Der Senat kann auf Grund dessen, dass das SG Ulm nicht durch Gerichtsbescheid entschieden hat und er die Berufung einstimmig für unbegründet und eine mündliche Verhandlung nicht für erforderlich hält sowie die Beteiligten hierzu vorher gehört hat, gemäß § 153 Abs. 4 SGG durch Beschluss entscheiden.

Die gemäß §§ 143 und 144 SGG statthafte und nach § 151 SGG form- und fristgerechte sowie auch im Übrigen zulässige Berufung des Klägers ist unbegründet.

Gegenstand des Berufungsverfahrens ist nach sinngemäßer Auslegung des Begehrens des Klägers die Aufhebung des Urteils des SG Ulm vom 16.07.2024, die Feststellung der Rechtswidrigkeit des Änderungsbescheides des Beklagten vom 24.01.2024 sowie die Verurteilung des Beklagten, es zu unterlassen, sich bei der Bearbeitung von Anträgen an starre Entscheidungsfristen zu richten, ohne den Einzelfall im Blick zu halten.

Zutreffend hat das SG Ulm in dem mit der Berufung angegriffenen Urteil dargelegt, dass und warum vorliegend die Voraussetzungen der vom Kläger erhobenen Fortsetzungsfeststellungsklage nicht gegeben sind. Der Senat schließt sich den Ausführungen des SG Ulm an und sieht daher gemäß § 153 Abs. 2 SGG insoweit von einer weiteren Darstellung der Entscheidungsgründe ab. Ergänzend weist der Senat darauf hin, dass Rechtsgrundlage für eine Fortsetzungsfeststellungsklage im sozialgerichtlichen Verfahren entgegen den insoweit versehentlichen Ausführungen des SG Ulm nicht § 113 Abs. 1 Satz 4 VwGO, sondern § 131 Abs. 1 Satz 3 SGG ist, wonach, wenn sich der Verwaltungsakt vorher durch Zurücknahme oder anders erledigt hat, das Gericht auf Antrag durch Urteil ausspricht, dass der Verwaltungsakt rechtswidrig ist, wenn der Kläger ein berechtigtes Interesse an dieser Feststellung hat.

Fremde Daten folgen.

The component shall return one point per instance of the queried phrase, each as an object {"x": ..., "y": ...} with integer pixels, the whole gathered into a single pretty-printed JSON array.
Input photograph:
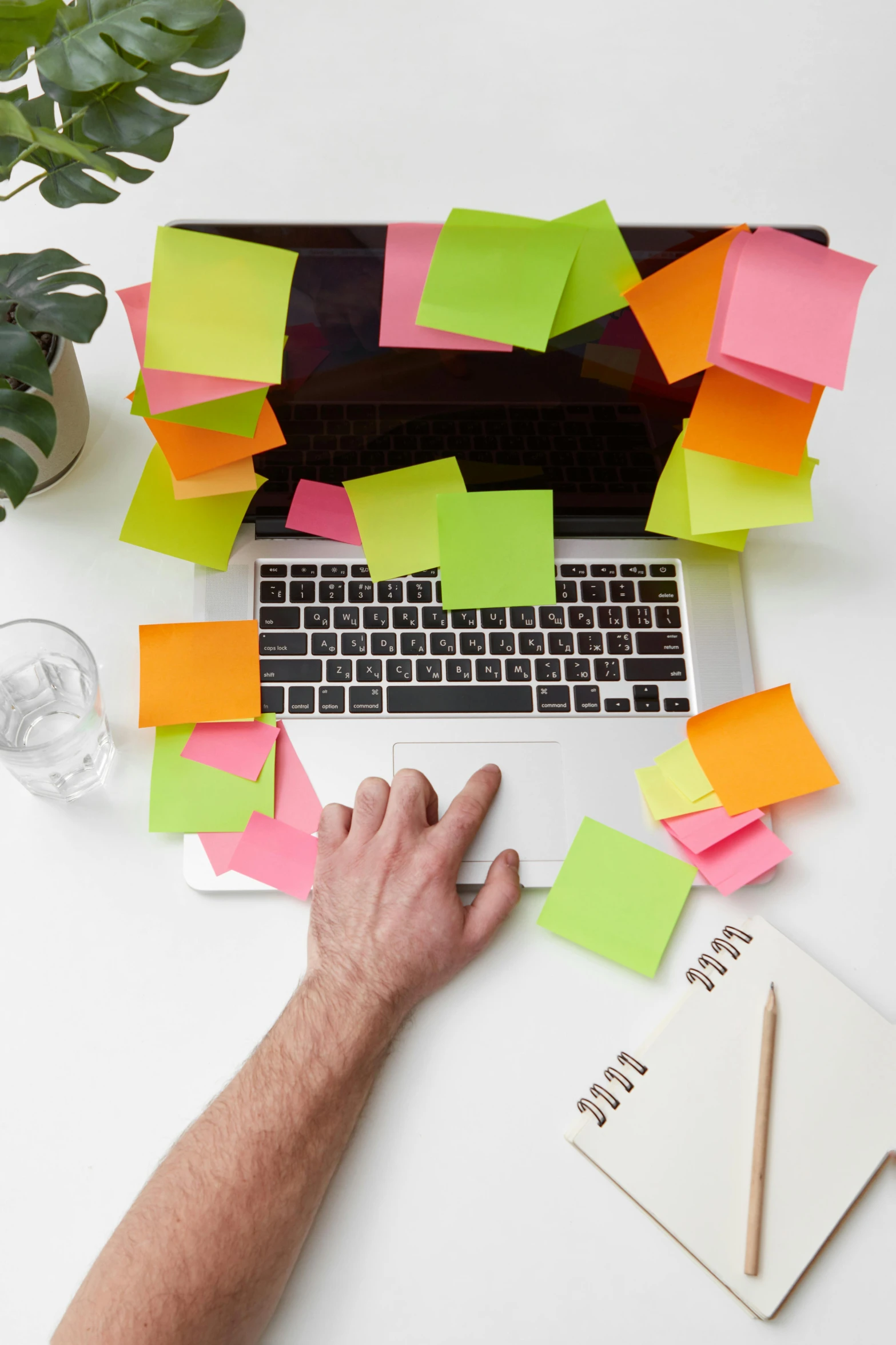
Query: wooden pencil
[{"x": 760, "y": 1134}]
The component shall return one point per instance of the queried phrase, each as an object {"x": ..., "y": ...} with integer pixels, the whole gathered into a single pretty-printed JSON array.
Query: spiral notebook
[{"x": 672, "y": 1124}]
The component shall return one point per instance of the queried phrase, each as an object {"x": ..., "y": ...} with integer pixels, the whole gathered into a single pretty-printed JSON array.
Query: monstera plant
[{"x": 93, "y": 57}]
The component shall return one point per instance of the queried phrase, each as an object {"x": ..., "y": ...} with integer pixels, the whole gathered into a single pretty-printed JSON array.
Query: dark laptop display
[{"x": 593, "y": 417}]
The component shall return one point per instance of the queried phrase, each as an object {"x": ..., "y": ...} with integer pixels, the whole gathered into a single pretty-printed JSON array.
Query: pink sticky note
[
  {"x": 793, "y": 307},
  {"x": 409, "y": 252},
  {"x": 220, "y": 846},
  {"x": 278, "y": 855},
  {"x": 699, "y": 830},
  {"x": 237, "y": 748},
  {"x": 168, "y": 392},
  {"x": 324, "y": 511},
  {"x": 739, "y": 859},
  {"x": 294, "y": 799}
]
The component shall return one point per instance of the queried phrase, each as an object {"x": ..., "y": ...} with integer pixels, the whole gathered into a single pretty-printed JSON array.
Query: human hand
[{"x": 387, "y": 921}]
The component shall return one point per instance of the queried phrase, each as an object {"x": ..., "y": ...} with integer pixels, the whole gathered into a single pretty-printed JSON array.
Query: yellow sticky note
[
  {"x": 666, "y": 801},
  {"x": 682, "y": 767},
  {"x": 397, "y": 518}
]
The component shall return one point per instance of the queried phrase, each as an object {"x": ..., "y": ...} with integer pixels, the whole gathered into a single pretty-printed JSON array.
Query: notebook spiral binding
[{"x": 723, "y": 945}]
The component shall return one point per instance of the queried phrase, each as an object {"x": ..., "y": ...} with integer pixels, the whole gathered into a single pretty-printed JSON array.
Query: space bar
[{"x": 459, "y": 700}]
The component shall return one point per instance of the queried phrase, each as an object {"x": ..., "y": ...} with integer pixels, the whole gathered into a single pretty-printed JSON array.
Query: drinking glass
[{"x": 54, "y": 735}]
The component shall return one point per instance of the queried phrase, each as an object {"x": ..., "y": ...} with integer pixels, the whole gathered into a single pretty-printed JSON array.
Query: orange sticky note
[
  {"x": 199, "y": 672},
  {"x": 758, "y": 751},
  {"x": 734, "y": 417},
  {"x": 191, "y": 451},
  {"x": 678, "y": 304}
]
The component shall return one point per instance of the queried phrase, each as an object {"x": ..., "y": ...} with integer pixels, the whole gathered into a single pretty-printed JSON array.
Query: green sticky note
[
  {"x": 618, "y": 896},
  {"x": 670, "y": 510},
  {"x": 228, "y": 415},
  {"x": 604, "y": 268},
  {"x": 395, "y": 514},
  {"x": 499, "y": 276},
  {"x": 496, "y": 549},
  {"x": 199, "y": 530},
  {"x": 724, "y": 494},
  {"x": 190, "y": 796},
  {"x": 218, "y": 305}
]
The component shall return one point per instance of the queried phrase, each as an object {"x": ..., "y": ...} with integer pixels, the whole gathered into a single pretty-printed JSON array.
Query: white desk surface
[{"x": 128, "y": 999}]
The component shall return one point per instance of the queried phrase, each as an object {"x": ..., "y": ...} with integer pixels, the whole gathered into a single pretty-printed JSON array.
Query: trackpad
[{"x": 528, "y": 813}]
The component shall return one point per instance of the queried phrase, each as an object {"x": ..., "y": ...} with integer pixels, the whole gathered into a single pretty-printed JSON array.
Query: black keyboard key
[
  {"x": 339, "y": 670},
  {"x": 429, "y": 670},
  {"x": 280, "y": 645},
  {"x": 532, "y": 643},
  {"x": 399, "y": 670},
  {"x": 659, "y": 642},
  {"x": 517, "y": 670},
  {"x": 587, "y": 699},
  {"x": 659, "y": 670},
  {"x": 657, "y": 591},
  {"x": 366, "y": 700},
  {"x": 459, "y": 670},
  {"x": 323, "y": 645},
  {"x": 368, "y": 670},
  {"x": 590, "y": 642},
  {"x": 460, "y": 700},
  {"x": 272, "y": 700},
  {"x": 301, "y": 700},
  {"x": 488, "y": 670},
  {"x": 552, "y": 700},
  {"x": 290, "y": 670}
]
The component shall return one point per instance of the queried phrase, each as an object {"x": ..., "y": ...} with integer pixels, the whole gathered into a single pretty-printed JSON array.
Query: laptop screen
[{"x": 591, "y": 417}]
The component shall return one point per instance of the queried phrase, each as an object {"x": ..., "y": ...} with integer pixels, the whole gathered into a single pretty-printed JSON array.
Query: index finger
[{"x": 467, "y": 813}]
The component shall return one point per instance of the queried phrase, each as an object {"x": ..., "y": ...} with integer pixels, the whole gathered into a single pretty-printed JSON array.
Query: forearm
[{"x": 206, "y": 1250}]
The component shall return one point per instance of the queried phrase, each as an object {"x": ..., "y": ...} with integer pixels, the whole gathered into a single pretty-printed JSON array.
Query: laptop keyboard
[{"x": 333, "y": 642}]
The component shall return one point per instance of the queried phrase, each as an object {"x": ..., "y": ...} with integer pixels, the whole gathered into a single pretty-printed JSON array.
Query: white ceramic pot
[{"x": 73, "y": 419}]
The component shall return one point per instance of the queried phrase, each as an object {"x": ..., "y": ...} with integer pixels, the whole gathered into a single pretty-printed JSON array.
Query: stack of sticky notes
[
  {"x": 770, "y": 318},
  {"x": 220, "y": 767},
  {"x": 209, "y": 331},
  {"x": 710, "y": 790}
]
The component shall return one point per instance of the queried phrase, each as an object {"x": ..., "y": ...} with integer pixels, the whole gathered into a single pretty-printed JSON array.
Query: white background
[{"x": 128, "y": 999}]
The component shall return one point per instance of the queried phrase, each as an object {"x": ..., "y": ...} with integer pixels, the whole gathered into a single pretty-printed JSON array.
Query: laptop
[{"x": 368, "y": 679}]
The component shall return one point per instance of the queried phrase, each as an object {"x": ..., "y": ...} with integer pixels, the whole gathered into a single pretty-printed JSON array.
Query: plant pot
[{"x": 73, "y": 419}]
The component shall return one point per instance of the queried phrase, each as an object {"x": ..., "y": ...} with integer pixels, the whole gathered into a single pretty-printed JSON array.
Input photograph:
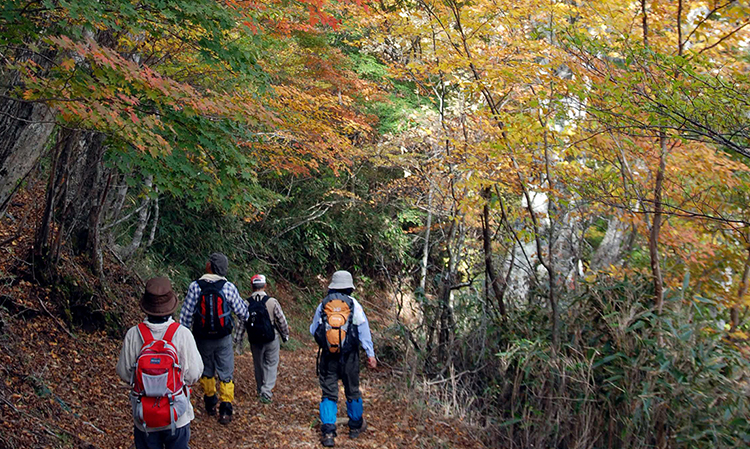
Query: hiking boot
[
  {"x": 210, "y": 403},
  {"x": 354, "y": 433},
  {"x": 327, "y": 440},
  {"x": 225, "y": 413}
]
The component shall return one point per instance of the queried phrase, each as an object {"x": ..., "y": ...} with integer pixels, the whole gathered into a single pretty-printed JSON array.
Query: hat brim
[{"x": 165, "y": 309}]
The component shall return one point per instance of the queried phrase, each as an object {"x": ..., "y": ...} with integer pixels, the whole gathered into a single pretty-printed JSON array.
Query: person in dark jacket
[{"x": 159, "y": 303}]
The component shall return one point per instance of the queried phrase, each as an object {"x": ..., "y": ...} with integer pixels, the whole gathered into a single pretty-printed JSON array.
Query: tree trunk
[
  {"x": 610, "y": 249},
  {"x": 128, "y": 251},
  {"x": 653, "y": 241},
  {"x": 25, "y": 127},
  {"x": 734, "y": 314},
  {"x": 426, "y": 250},
  {"x": 154, "y": 222}
]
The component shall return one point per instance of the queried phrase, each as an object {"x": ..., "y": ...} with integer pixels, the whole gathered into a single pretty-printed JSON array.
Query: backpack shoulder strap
[
  {"x": 145, "y": 332},
  {"x": 207, "y": 286},
  {"x": 171, "y": 330}
]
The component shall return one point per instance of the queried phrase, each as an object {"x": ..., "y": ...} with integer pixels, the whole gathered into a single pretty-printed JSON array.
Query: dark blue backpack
[{"x": 258, "y": 325}]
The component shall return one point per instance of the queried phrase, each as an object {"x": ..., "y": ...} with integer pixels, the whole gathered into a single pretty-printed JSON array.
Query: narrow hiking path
[{"x": 60, "y": 390}]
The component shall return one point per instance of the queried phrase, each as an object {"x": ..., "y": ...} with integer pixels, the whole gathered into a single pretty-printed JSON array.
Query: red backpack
[{"x": 159, "y": 396}]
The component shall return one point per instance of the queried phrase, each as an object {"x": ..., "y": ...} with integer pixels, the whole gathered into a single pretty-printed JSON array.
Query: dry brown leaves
[{"x": 60, "y": 389}]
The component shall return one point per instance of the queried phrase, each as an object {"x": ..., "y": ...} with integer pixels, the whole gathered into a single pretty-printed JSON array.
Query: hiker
[
  {"x": 208, "y": 308},
  {"x": 150, "y": 348},
  {"x": 265, "y": 327},
  {"x": 339, "y": 327}
]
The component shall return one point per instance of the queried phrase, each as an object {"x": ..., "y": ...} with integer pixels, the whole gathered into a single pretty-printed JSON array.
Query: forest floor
[{"x": 59, "y": 387}]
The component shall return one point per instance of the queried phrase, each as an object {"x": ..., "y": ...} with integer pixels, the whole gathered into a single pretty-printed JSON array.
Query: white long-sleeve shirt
[
  {"x": 187, "y": 353},
  {"x": 359, "y": 319}
]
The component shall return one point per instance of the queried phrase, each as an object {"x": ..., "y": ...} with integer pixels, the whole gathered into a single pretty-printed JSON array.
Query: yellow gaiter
[
  {"x": 226, "y": 391},
  {"x": 209, "y": 385}
]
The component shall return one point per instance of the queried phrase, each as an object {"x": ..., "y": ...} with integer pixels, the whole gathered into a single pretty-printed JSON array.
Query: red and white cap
[{"x": 258, "y": 279}]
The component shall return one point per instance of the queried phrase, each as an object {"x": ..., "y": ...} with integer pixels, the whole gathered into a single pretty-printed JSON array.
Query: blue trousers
[
  {"x": 162, "y": 439},
  {"x": 332, "y": 369},
  {"x": 218, "y": 357}
]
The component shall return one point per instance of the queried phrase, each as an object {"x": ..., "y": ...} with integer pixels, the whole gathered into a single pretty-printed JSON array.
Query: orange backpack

Ebenfalls völlig zu Recht hat das SG Ulm in dem mit der Berufung angegriffenen Urteil dargelegt, dass und warum vorliegend die Voraussetzungen der vom Kläger erhobenen Unterlassungsklage nicht gegeben sind. Der Senat schließt sich den Ausführungen des SG Ulm an und sieht daher gemäß § 153 Abs. 2 SGG insoweit von einer weiteren Darstellung der Entscheidungsgründe ab. Ergänzend weist der Senat darauf hin, dass die – auch vorbeugend mögliche – Unterlassungsklage als Unterfall der Leistungsklage nach § 54 Abs. 5 SGG anzusehen ist, die – worauf das SG Ulm zutreffend hingewiesen hat – ein qualifiziertes Rechtsschutzinteresse voraussetzt.


Nach alledem ist die Berufung des Klägers gegen das Urteil des SG Ulm vom 16.07.2024 zurückzuweisen.

Die Kostenentscheidung folgt aus § 193 SGG.

Die Revision ist nicht zuzulassen, da keiner der Gründe des § 160 Abs. 2 Nr. 1 und 2 SGG gegeben ist.